Digital Content: To pay or not to pay




In the digital age, consumers are very used to getting apps and online content for free.

I was listening to a free Joe Rogan Podcast on YouTube recently (irony intended). He was interviewing Sam Harris, who likewise has a very popular podcast. They were discussing their respective business models.

Rogan uses an ad-based model, so his show is funded predominantly by sponsors. Harris uses more of a PBS model where you can access much of his content for free, and if you enjoy it you can subscribe to his website and pay.

Harris noted an overall trend with digital content:

You have Facebook on the one hand, which is just a totally free platform where the users don’t even realize that they’re not the customers, that they’re the actual product, right? The users are having their attention sold to advertisers, and it’s this enormous business. And on the other end of the digital spectrum you have Netflix, which is just a stark paywall, right, and there’s no way in but to pay the subscription […] I’m hoping just generally speaking that the digital future looks a lot more like Netflix and much less like Facebook.

I’ve written about the terms of service free platforms such as Facebook foist upon their users, so this discussion piqued my interest right away.

Harris also noted that if Rogan were to release his next stand-up special on Netflix, people would understand why he wouldn’t just post it for free on Youtube, but:

If you did something slightly different, but functionally the same, if you put it on Vimeo and charged people $5, or whatever, Vimeo on demand, I think you’d get a lot more pain. People would say ‘(expletive) you, you greedy bastard, if you’re already doing great, just release your stuff’. And I view that as a problem, it’s like a psychological problem, people have been anchored to the ad-subsidized model more or less everywhere, and they expect everything for free. In my world, I’m trying to continually brook that expectation and push people into a different sense of ‘you get what you pay for’.

Their discussion is interesting and much more in-depth than the focus of this article, but Harris raises a good point here.

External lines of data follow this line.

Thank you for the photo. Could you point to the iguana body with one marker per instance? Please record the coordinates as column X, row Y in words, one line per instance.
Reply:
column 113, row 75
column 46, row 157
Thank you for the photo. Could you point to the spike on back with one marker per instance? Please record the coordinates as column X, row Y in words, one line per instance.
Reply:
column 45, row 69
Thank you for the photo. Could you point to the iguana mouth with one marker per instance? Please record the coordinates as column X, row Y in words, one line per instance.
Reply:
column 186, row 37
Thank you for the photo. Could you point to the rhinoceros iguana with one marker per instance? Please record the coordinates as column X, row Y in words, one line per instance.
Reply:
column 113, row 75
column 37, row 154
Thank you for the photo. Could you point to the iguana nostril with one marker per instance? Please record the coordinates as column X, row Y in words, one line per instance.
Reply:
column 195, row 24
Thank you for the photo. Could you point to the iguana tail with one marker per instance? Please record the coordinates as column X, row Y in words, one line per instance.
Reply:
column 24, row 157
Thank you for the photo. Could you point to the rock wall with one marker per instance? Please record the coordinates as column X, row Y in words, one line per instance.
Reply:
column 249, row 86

Recently, I made two small app purchases that I feel were worthwhile. I didn’t have to pay for either of them.

The first app purchase was for the weather app I use on my phone - it was to remove the ads. I use this app all the time, and I felt the ads were slowing it down. It was about $4 and I am very happy with this decision.

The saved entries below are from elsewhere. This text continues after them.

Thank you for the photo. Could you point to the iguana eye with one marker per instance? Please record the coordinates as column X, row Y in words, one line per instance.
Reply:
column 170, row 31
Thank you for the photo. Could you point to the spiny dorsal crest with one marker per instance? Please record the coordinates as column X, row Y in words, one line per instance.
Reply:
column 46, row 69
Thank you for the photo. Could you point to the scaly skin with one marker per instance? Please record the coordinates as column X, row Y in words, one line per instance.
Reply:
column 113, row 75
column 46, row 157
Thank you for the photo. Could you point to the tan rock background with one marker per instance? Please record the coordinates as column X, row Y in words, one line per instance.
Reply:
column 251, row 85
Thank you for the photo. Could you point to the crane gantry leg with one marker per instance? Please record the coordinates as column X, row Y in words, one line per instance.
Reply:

The second purchase was for the paid version of the Merriam-Webster dictionary app (also on my phone). It is almost the exact same as the free version, except it keeps track of the words you search. That way you can come back to the words you’ve recently searched and have multiple exposures to their meanings, versus reading a definition once, then promptly forgetting the word and the definition. I am not at all apoplectic about this decision (one of my recently searched words).

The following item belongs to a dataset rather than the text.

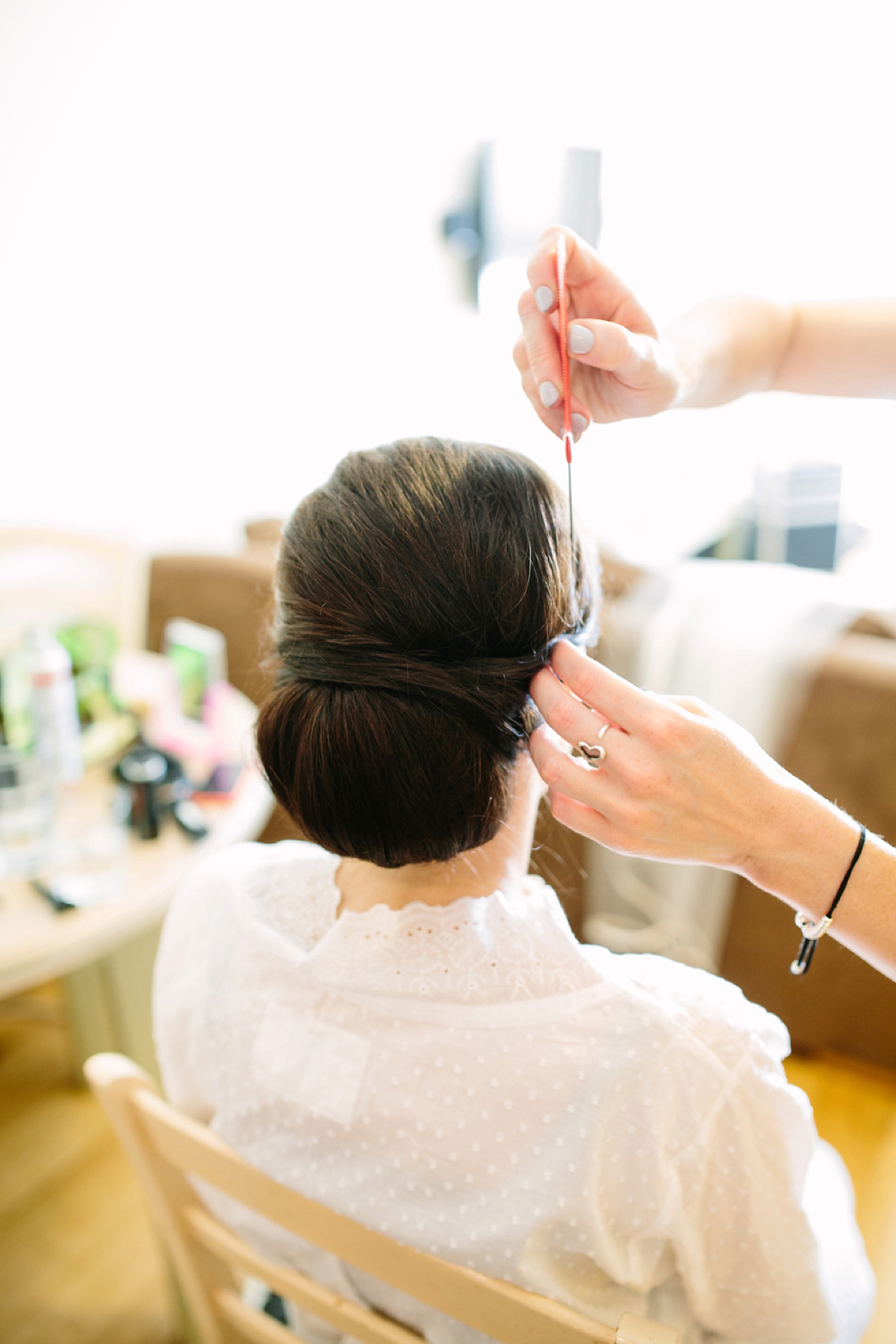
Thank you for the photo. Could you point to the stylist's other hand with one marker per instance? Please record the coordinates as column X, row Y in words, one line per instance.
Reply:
column 620, row 367
column 679, row 781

While I could have used the free version of both these apps, I made a decision that it was in my best interest to pay for them. These are services I find to be of value.

I started wondering what the world would be like if Facebook itself was a subscription model, rather than the ad-based model it currently employs. What if people paid a monthly fee to use Facebook, they weren’t served ads, and they had actual ownership and control over the content they posted? Wouldn’t this solve many of the societal problems that social media has created?

If Facebook were using the subscription model, it would be much more difficult for foreign adversaries to influence domestic elections. People susceptible to believing nonsense would no longer be micro-targeted advertisements containing misinformation because their data would not be harvested by or sold to third parties, and because they wouldn't be served ads at all on the platform.

I don’t really believe that Facebook or any of its ad-based peers will ever do this of their own volition, because that business model has been extremely lucrative for them. However, if regulators ever want to get serious about data privacy and protecting western democratic values, this may be something to think about.